The approval means that physicians now may choose to prescribe Opdivo either as a 480 mg dose given every four weeks or a 240 mg dose administered every two weeks. For both regimens, the treatment can be given in shorter 30-minute infusions, cutting previous infusion time by half.
“At Bristol-Myers Squibb, we are united in our mission to fight cancer from all angles and recognize every patient has unique needs. From the introduction of our first Immuno-Oncology agent through today’s approval of flexible dosing options at two- or four-week intervals, we are relentless in pursuing innovative options for the cancer community,” Johanna Mercier, head, U.S. Commercial, Bristol-Myers Squibb, said in a press release.
The approval was based on a study showing that the safety and effectiveness of the four-week schedule is comparable to dosing every two weeks across multiple tumor types.
The findings were presented during the American Association for Cancer Research Annual Meeting 2017, in an oral presentation titled “A model-based exposure-response (E-R) assessment of a nivolumab (NIVO) 4-weekly (Q4W) dosing schedule across multiple tumor types.”

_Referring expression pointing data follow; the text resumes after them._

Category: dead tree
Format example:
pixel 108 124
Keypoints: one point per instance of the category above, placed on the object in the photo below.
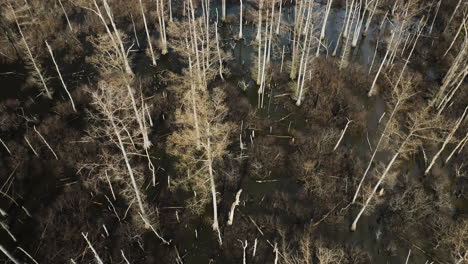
pixel 447 140
pixel 147 34
pixel 60 76
pixel 36 66
pixel 420 124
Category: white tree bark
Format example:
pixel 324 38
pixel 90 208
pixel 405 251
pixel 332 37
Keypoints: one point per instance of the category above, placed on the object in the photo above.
pixel 119 39
pixel 244 246
pixel 134 31
pixel 369 18
pixel 359 22
pixel 66 16
pixel 213 187
pixel 259 24
pixel 127 163
pixel 435 16
pixel 353 226
pixel 153 58
pixel 327 12
pixel 280 14
pixel 31 57
pixel 447 140
pixel 350 14
pixel 217 48
pixel 342 134
pixel 169 3
pixel 371 91
pixel 60 76
pixel 460 144
pixel 395 109
pixel 139 116
pixel 233 207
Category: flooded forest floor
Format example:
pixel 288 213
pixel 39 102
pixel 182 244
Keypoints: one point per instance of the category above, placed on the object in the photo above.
pixel 64 183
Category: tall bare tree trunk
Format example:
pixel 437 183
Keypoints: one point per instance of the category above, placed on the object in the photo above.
pixel 31 57
pixel 369 18
pixel 66 16
pixel 280 14
pixel 213 187
pixel 217 47
pixel 119 39
pixel 447 140
pixel 162 26
pixel 259 24
pixel 153 58
pixel 374 190
pixel 350 14
pixel 127 163
pixel 60 75
pixel 371 91
pixel 327 12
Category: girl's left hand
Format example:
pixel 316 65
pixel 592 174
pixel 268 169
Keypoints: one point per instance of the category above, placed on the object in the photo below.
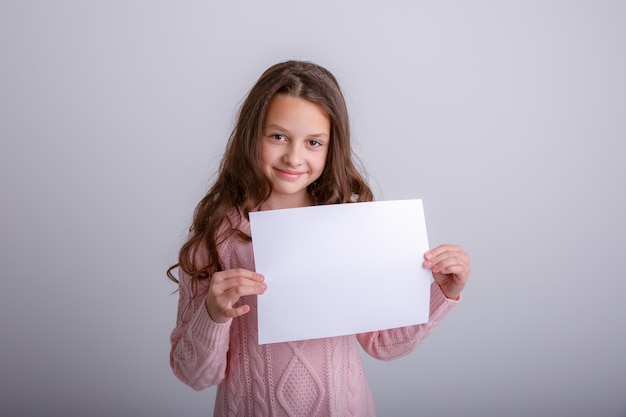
pixel 450 268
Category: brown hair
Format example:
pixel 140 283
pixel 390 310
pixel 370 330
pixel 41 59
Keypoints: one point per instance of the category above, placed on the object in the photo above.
pixel 240 182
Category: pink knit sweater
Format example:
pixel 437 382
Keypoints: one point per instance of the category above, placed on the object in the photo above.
pixel 320 377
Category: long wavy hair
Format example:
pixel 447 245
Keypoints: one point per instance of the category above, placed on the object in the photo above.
pixel 240 182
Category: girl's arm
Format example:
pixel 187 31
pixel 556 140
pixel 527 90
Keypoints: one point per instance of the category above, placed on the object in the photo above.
pixel 199 345
pixel 395 343
pixel 450 268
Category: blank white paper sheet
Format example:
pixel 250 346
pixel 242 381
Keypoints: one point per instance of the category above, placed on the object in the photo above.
pixel 340 269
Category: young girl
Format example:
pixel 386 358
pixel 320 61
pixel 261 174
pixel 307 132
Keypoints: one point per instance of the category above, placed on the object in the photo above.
pixel 290 148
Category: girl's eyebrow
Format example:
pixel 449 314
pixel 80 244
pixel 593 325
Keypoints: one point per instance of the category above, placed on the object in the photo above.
pixel 282 129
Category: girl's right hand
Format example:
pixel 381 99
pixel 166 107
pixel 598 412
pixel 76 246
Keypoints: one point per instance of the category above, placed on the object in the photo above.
pixel 227 287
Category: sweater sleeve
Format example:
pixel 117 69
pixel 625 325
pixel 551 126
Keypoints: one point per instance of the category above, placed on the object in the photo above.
pixel 199 346
pixel 395 343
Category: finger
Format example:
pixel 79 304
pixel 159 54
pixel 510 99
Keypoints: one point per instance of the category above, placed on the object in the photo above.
pixel 442 249
pixel 449 261
pixel 238 273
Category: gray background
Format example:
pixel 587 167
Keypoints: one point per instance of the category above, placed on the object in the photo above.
pixel 507 118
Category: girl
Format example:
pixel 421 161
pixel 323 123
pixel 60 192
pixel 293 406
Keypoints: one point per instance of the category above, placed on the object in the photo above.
pixel 290 148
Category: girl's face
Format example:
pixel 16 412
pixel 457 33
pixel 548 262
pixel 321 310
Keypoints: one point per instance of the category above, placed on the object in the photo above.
pixel 294 145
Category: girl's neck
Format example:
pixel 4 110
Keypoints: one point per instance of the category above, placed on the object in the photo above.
pixel 285 202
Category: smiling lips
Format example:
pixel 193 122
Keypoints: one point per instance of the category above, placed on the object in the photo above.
pixel 288 175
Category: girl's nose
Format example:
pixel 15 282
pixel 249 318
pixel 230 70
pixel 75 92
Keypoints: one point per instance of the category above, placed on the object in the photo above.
pixel 292 156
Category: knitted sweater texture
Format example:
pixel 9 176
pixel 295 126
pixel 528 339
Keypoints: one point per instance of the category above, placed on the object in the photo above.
pixel 319 377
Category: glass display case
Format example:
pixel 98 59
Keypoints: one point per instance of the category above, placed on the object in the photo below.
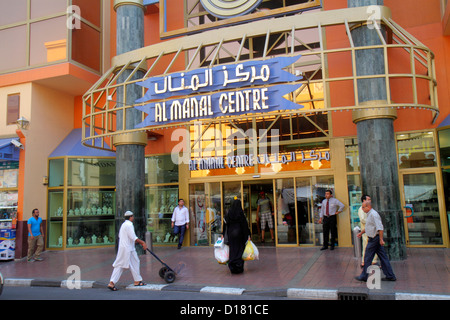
pixel 81 202
pixel 160 203
pixel 90 217
pixel 55 218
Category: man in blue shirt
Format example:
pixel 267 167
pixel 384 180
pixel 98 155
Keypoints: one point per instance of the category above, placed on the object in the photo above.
pixel 35 237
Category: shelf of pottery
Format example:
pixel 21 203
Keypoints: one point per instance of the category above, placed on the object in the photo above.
pixel 89 219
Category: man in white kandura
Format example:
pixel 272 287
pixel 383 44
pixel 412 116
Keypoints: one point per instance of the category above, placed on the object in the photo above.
pixel 126 255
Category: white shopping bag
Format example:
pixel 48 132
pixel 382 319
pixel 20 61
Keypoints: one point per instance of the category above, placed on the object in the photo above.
pixel 222 254
pixel 219 243
pixel 250 252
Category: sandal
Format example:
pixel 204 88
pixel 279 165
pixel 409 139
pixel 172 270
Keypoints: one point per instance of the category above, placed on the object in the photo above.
pixel 112 288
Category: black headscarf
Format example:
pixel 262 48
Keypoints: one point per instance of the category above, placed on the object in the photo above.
pixel 235 213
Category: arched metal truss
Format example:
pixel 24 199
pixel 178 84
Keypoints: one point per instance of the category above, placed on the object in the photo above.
pixel 409 65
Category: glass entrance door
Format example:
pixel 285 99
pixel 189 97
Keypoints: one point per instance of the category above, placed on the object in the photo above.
pixel 260 194
pixel 423 221
pixel 310 192
pixel 286 217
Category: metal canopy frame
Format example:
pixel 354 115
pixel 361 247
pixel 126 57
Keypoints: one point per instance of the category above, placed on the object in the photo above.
pixel 299 34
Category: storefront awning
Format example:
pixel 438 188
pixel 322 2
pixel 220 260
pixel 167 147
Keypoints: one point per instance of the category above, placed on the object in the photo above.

The study showed that patients with melanoma, advanced non–small cell lung cancer, or advanced renal cell carcinoma treated with the four-week regimen had highly similar predicted objective tumor responses, compared to patients treated with every-two-week dosing. The difference between both groups was less than 1 percent across the different tumor types.

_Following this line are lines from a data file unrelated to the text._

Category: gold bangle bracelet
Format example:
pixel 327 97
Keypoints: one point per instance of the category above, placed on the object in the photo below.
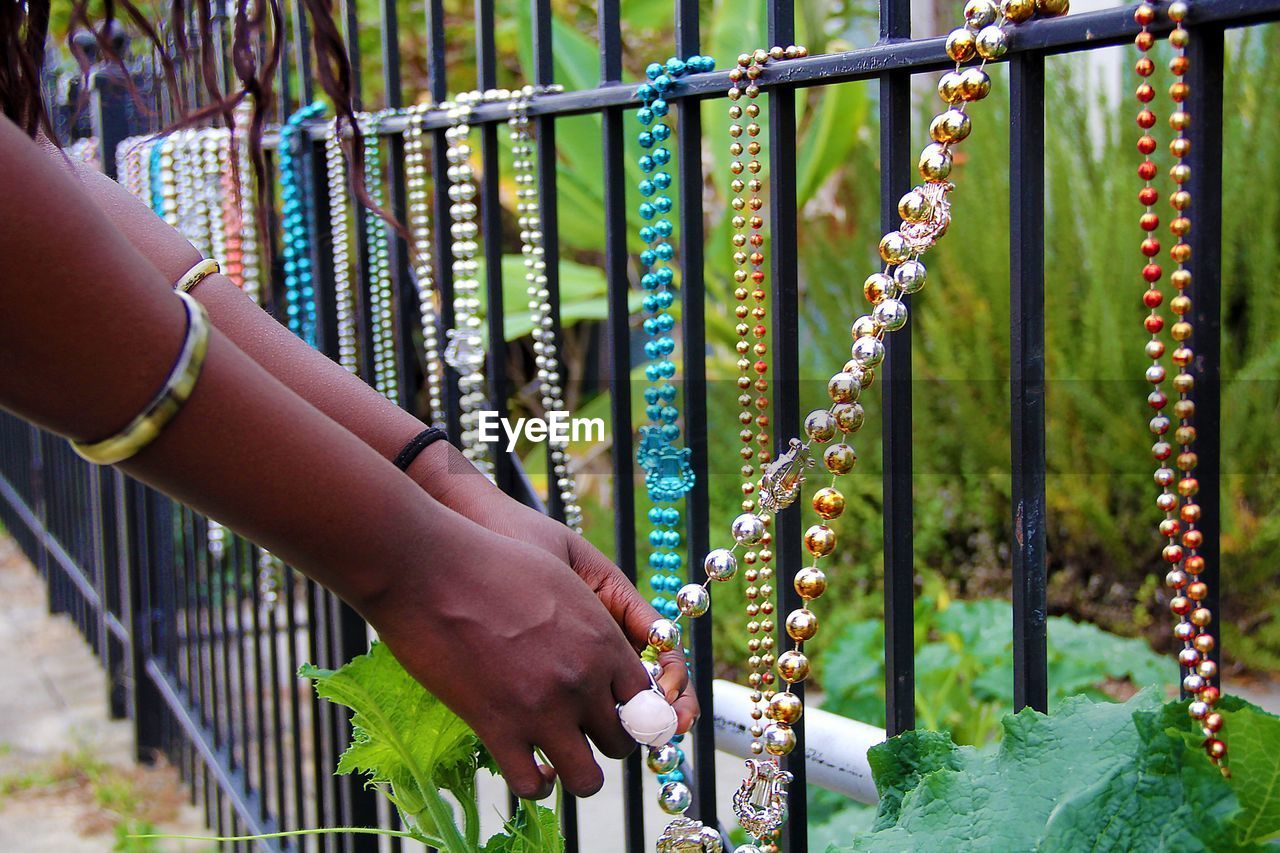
pixel 196 274
pixel 165 405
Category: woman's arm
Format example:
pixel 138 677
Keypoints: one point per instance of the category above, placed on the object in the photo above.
pixel 442 470
pixel 88 332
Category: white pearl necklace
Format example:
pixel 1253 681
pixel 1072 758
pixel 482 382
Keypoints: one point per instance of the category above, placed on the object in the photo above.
pixel 545 347
pixel 339 228
pixel 380 314
pixel 424 278
pixel 465 351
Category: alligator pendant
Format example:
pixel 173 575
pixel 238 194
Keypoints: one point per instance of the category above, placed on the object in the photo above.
pixel 760 802
pixel 686 835
pixel 780 487
pixel 922 235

Patients also showed similar survival rates at one and two years.
“We continuously learn new ways to individualize treatment with immuno-oncology therapies, and in my experience, what works for one patient may not be optimal for another,” said Jeffrey S. Weber, MD, PhD, deputy director of the Perlmutter Cancer Center at NYU Langone Health and professor of medicine at NYU School of Medicine.
“For instance, some patients may need the support of two-week visits with their healthcare team, while for others, a four-week interval may be more appropriate and better suited to their treatment needs. With this approval, we now have additional ways to help tailor patient care,” he added.